Israel is a liberal democracy stuck in the blind alley of a morally corrupting 43-year-old occupation that has made force its reflexive mode of operation. Several factors have nudged the country rightward: religious-settler extremism; obliviousness to the Palestinian plight now concealed behind walls; Russian-imported strands of Arab-baiting intolerance. But it is still a liberal democracy, home to a level of debate and openness unknown elsewhere in the Middle East. This needs broader acknowledgment.
What Israel in turn must realize — before it is too late — is that the real threat it faces today is not one of destruction but of de-legitimization. Its tactical lurches, often violent, do not add up to a strategy; they have resulted in a shocking erosion of Israel’s stature. I was talking the other day to the Israeli ambassador to a West European nation and he complained that he could rarely set foot on a university campus these days. Universities represent the future.
The only way to re-legitimize Israel and integrate it is an end to the occupation and the achievement of a two-state solution, with Israel as the homeland for the Jewish people and Palestine as the homeland for the Palestinian people.

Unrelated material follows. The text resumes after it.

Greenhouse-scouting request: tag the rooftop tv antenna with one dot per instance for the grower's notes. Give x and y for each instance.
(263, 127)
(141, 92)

Israel cannot do this alone. Feckless Arab powers must step forward. But Israel emphatically cannot do this, ever, by succumbing to a deeper and giddier embrace of those terrible twins, victimhood and force — terrible because at once addictive and blinding.
Comments
Blaming Arab-baiting on Russian immigrants seems extreme and anachronistic. Tensions and antagonism clearly existed between the two communities before the mass influx of Soviet Jews in the 80s. The real problem with the state of Israel is that it has to be Jewish. By definition, this requirement means that Arabs will be excluded or, at least, marginalized. Personally, I don't blame the Jews for this; it is an anomaly of history. But one should be careful about the term 'liberal democracy' when a majority of the population does not enjoy full rights and will never be allowed to rule.
*a majority of the Arab population
I agree with the criticism of the "liberal" part. I thought the same thing when I was posting it. In a liberal democracy the state focuses less on majority identity and more on protecting minorities.
I think "ethnic democracy" is a more suitable term, a la Estonia.